- Origin: Minneapolis, Minnesota, U.S.
- Genres: Alternative rock, progressive rock, pop
- Years active: 2005-2009
- Labels: EMI, Rethink
- Past members: Chris Kalgren Alexander Young Zach Ojeda DJ House Matt Lennander George Hadfield Zack Carrol Tyler Jorenby
- Website: thisworldfair.com

= This World Fair =

American rock band

This World Fair was an American rock act based out of Minneapolis, Minnesota. The line-up included the singer-songwriter Chris Kalgren (vocals, piano, guitar), along with a touring band consisting of Alexander Young (drums) and Matt Lennander (guitar). This World Fair internationally released their first full-length album, self-titled This World Fair, on December 16, 2008. This World Fair performed hundreds of shows per year and toured extensively across the United States.

== History ==

This World Fair formerly went by the name 'Kalgren'.

Home, which included "Waiting For You", was released independently in 2003 when This World Fair went by the name Kalgren.

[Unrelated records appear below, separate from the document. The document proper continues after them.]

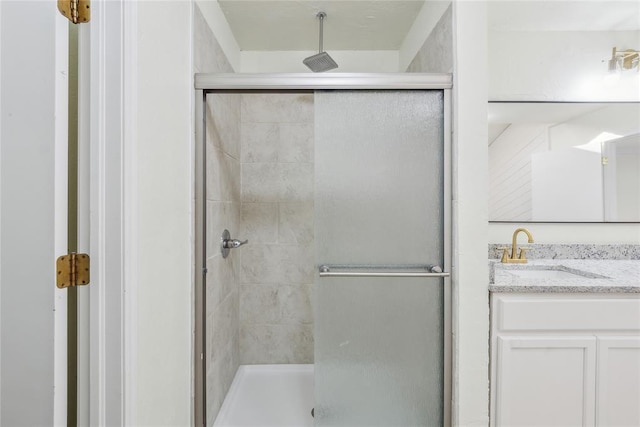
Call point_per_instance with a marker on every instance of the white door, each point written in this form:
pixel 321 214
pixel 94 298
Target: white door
pixel 618 382
pixel 33 187
pixel 545 381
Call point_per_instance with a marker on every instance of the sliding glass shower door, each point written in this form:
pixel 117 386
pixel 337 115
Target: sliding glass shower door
pixel 380 252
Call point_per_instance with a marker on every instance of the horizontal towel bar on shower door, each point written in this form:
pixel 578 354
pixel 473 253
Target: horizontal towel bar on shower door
pixel 381 271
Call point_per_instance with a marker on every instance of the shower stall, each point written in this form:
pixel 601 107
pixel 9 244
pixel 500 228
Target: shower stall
pixel 323 242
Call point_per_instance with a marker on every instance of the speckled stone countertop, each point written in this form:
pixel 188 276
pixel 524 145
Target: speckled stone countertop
pixel 597 276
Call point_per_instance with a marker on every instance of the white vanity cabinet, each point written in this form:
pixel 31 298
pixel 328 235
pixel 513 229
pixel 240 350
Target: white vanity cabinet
pixel 565 359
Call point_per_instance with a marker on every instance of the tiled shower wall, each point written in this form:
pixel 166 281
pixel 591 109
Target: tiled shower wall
pixel 223 211
pixel 276 270
pixel 436 54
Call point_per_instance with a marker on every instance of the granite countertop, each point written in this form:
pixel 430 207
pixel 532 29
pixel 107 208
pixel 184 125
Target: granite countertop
pixel 597 276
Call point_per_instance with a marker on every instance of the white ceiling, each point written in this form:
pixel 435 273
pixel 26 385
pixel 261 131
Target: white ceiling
pixel 292 24
pixel 383 24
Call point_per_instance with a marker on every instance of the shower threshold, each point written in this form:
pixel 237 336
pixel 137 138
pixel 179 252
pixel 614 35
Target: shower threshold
pixel 269 396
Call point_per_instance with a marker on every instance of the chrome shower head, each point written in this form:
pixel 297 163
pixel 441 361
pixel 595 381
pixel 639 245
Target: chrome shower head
pixel 321 61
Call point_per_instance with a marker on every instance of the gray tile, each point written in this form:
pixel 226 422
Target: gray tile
pixel 223 176
pixel 223 123
pixel 260 304
pixel 276 304
pixel 260 182
pixel 296 143
pixel 277 264
pixel 273 344
pixel 259 222
pixel 296 304
pixel 296 224
pixel 259 142
pixel 222 325
pixel 221 280
pixel 296 182
pixel 277 108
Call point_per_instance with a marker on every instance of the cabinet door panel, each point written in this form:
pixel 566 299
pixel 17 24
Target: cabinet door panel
pixel 618 382
pixel 543 381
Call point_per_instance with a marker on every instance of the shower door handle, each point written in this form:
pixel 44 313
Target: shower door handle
pixel 227 243
pixel 381 271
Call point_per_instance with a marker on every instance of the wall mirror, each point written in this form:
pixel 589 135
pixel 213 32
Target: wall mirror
pixel 564 162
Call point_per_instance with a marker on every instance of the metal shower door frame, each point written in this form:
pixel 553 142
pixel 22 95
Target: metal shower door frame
pixel 230 83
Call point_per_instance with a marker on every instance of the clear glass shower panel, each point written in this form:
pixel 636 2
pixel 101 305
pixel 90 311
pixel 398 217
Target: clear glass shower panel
pixel 379 208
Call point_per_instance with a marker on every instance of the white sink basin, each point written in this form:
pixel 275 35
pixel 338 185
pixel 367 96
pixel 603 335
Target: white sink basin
pixel 547 274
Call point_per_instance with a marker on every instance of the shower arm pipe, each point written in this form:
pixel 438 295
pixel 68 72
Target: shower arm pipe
pixel 321 16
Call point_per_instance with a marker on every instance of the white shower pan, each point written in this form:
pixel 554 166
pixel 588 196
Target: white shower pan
pixel 269 396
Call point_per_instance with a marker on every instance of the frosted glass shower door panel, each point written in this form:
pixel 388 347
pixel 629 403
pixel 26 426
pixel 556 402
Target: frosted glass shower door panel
pixel 379 207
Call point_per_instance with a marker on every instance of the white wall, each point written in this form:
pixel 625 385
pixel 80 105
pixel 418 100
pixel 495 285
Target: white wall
pixel 471 299
pixel 363 61
pixel 566 233
pixel 164 235
pixel 420 30
pixel 566 185
pixel 215 17
pixel 559 66
pixel 33 211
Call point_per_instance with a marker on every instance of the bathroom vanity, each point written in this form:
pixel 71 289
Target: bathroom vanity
pixel 565 343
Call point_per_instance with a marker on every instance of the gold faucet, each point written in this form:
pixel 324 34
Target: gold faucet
pixel 515 257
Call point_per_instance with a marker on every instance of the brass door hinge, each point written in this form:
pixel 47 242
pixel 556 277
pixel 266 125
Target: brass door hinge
pixel 76 11
pixel 72 270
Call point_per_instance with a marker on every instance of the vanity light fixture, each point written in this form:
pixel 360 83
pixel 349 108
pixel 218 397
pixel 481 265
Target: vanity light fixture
pixel 622 60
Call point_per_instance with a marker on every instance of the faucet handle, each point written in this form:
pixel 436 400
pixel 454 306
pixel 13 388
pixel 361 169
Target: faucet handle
pixel 523 254
pixel 505 253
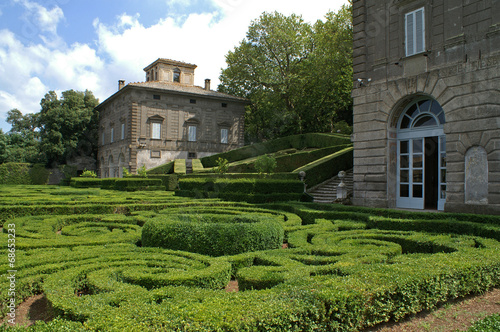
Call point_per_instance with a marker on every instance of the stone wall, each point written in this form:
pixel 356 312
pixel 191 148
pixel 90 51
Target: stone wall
pixel 138 108
pixel 461 70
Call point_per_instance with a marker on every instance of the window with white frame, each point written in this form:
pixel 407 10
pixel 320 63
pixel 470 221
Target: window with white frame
pixel 192 133
pixel 224 136
pixel 156 130
pixel 415 32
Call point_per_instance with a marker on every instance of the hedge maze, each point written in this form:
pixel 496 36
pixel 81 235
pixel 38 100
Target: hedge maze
pixel 152 261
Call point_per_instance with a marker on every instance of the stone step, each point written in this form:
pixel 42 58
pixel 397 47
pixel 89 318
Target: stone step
pixel 327 191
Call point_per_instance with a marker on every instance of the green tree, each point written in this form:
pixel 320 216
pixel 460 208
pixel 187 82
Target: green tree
pixel 298 77
pixel 68 126
pixel 22 141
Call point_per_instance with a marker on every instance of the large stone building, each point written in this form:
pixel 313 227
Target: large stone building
pixel 166 118
pixel 427 104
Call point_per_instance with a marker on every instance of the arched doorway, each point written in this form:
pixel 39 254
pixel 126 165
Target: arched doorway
pixel 421 156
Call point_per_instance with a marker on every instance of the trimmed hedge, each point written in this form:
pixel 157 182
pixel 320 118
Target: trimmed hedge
pixel 169 181
pixel 327 167
pixel 85 183
pixel 213 236
pixel 287 162
pixel 247 190
pixel 167 168
pixel 134 184
pixel 246 186
pixel 39 174
pixel 15 173
pixel 122 184
pixel 296 141
pixel 345 268
pixel 197 166
pixel 180 166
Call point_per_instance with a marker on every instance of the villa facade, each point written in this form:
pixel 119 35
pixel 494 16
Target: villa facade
pixel 164 118
pixel 427 104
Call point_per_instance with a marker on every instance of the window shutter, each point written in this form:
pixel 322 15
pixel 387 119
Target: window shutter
pixel 156 132
pixel 410 42
pixel 419 31
pixel 192 134
pixel 224 136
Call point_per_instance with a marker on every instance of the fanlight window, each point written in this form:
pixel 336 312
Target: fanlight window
pixel 424 113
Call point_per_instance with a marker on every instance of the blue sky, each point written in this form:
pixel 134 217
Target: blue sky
pixel 91 44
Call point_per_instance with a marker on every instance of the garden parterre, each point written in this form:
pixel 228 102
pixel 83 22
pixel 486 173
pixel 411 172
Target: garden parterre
pixel 345 268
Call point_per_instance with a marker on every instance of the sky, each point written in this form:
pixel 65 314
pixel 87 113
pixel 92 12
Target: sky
pixel 58 45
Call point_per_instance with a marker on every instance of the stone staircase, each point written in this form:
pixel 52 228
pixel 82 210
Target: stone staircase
pixel 326 192
pixel 189 166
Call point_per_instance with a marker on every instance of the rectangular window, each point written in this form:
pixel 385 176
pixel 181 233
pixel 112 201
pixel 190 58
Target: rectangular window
pixel 224 136
pixel 156 130
pixel 192 133
pixel 415 32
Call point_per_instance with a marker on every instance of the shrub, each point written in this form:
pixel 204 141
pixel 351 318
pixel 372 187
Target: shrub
pixel 180 166
pixel 126 173
pixel 265 164
pixel 142 172
pixel 213 236
pixel 82 182
pixel 167 168
pixel 488 324
pixel 69 172
pixel 39 174
pixel 134 184
pixel 169 181
pixel 222 166
pixel 15 173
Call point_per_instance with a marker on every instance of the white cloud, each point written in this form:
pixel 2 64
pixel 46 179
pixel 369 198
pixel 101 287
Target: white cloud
pixel 202 39
pixel 29 70
pixel 44 19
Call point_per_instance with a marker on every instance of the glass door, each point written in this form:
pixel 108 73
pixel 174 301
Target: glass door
pixel 442 173
pixel 411 173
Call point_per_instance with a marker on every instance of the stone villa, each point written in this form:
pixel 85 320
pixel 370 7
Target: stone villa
pixel 166 118
pixel 427 104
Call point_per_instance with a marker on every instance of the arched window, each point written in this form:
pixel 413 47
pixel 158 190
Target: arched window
pixel 421 156
pixel 177 75
pixel 423 113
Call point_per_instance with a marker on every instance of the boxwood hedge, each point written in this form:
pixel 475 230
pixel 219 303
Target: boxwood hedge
pixel 345 268
pixel 215 235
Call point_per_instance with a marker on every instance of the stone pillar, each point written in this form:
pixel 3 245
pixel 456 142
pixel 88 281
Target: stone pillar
pixel 341 188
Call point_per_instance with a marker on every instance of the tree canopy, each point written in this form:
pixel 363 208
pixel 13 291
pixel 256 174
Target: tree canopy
pixel 297 76
pixel 64 128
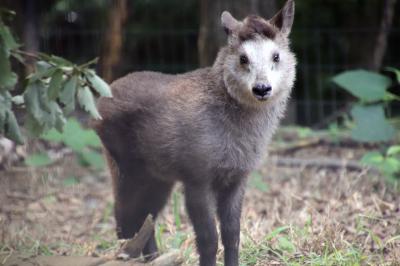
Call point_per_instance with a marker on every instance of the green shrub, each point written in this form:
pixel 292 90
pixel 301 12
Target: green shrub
pixel 49 94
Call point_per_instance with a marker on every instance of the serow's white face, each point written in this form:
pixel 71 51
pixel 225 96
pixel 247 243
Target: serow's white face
pixel 258 71
pixel 259 67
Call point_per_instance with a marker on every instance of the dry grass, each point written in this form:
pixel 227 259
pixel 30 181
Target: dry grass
pixel 291 216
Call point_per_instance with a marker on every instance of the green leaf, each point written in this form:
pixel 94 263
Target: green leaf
pixel 86 101
pixel 18 99
pixel 92 159
pixel 41 73
pixel 67 95
pixel 99 84
pixel 34 128
pixel 8 40
pixel 38 160
pixel 365 85
pixel 59 61
pixel 393 150
pixel 371 124
pixel 32 98
pixel 8 79
pixel 390 166
pixel 55 84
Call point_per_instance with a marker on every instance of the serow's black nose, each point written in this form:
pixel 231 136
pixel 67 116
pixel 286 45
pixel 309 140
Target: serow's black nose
pixel 261 90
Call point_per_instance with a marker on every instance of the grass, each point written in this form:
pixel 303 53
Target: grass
pixel 291 216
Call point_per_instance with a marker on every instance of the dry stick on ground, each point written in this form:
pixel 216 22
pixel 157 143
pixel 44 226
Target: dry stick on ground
pixel 134 246
pixel 331 163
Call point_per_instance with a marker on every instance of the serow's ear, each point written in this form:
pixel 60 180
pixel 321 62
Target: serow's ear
pixel 283 20
pixel 228 22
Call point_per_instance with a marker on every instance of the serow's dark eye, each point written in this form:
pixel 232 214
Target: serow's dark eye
pixel 276 58
pixel 244 60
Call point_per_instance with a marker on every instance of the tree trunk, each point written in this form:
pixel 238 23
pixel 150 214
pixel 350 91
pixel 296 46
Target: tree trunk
pixel 113 39
pixel 211 36
pixel 30 32
pixel 384 30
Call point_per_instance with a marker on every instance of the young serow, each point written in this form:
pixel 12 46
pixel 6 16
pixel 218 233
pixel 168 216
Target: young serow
pixel 207 129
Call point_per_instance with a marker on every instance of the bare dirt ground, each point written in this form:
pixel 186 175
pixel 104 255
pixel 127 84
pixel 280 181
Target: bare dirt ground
pixel 290 213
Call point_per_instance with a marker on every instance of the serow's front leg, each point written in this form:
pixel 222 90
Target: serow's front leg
pixel 200 204
pixel 229 207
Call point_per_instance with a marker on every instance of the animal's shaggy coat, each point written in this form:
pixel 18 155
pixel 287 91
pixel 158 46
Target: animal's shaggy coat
pixel 204 128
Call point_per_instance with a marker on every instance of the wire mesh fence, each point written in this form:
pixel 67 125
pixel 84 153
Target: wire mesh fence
pixel 321 54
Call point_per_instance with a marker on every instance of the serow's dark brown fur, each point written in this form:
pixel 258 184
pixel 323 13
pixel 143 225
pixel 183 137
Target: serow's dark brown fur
pixel 159 129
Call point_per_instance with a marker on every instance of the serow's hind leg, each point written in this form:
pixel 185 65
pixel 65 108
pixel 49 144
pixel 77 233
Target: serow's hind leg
pixel 137 196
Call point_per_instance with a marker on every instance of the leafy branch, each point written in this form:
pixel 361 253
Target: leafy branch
pixel 49 94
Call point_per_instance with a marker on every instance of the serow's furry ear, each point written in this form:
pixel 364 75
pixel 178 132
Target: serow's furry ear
pixel 228 22
pixel 283 20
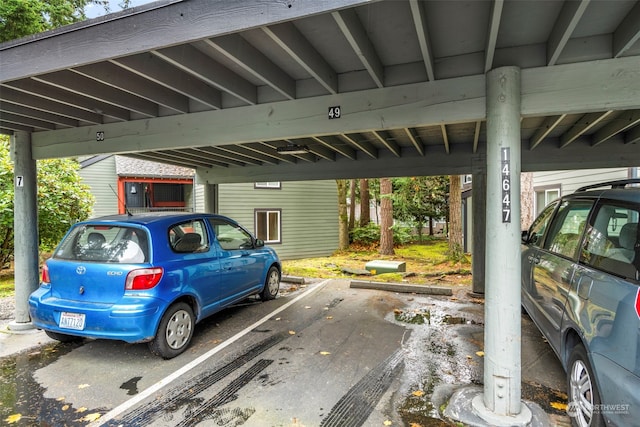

Four tracks were awarded Track of the Day by GarageBand.

This World Fair were discovered in 2004 by the girlfriend of their manager, Stephen Short. Under Short the band recorded a five-song EP, So Is Death & Love, in 2005.

In 2007, This World Fair toured with acts such as Under the Influence of Giants, Guster, Phantom Planet and Quietdrive. During early 2008, the band transformed from being a band into the stage-name of lead singer-songwriter Chris Kalgren.

In January 2008, This World Fair headlined a tour across the Midwest. Throughout the month of February 2008, Kalgren produced Ari Herstand's 2008 album, Whispering Endearments, at Pachyderm Studio near Minneapolis. This World Fair headlined the Chipotle Rhythm Kitchen stage at Summerfest in Milwaukee, Wisconsin and co-headlined a national tour with the Universal Motown band Barcelona in the mid-2008.

This World Fair was released on December 16, 2008. The album was originally to be released in 2007, but it faced an eighteen-month delay due to the closing of Rethink. The album is This World Fair's first release on an international scale. It was produced in late 2007 by Al Clay at Sonic Ranch studios. During the writing process for the album, This World Fair worked with Ryan Tedder, the lead singer of OneRepublic, as well as Michael Guy Chislett who is the lead guitarist of The Academy Is. A three-song sampler of this album was released in the iTunes Store on April 16, 2007.

This World Fair recorded and co-wrote the track "Don't Make Me Wait" featured in the Dreamwork's film Disturbia, with Geoff Zanelli, the composer of the score from the film. It was released April 13, 2007. A music video for this song made by Disturbia's director, DJ Caruso, was produced by Lakeshore Records. The music video is included as an extra feature on the home releases of the film.

Music by This World Fair was featured in the second season of The Inferno on MTV.

A song from This World Fair, titled "Plastic Soul", was featured on the soundtrack for the 2008 independent mystery film, The Other Side of the Tracks.

Past This World Fair and Kalgren members include George Hadfield (bass), DJ House (guitar) and Tyler Jorenby (drums).

The band has since had all of their music removed from YouTube and any other streaming services.

There are some songs by "This World Fair," the alternative-rock band formerly known as Kalgren, uploaded by Album Rarities on his YouTube page.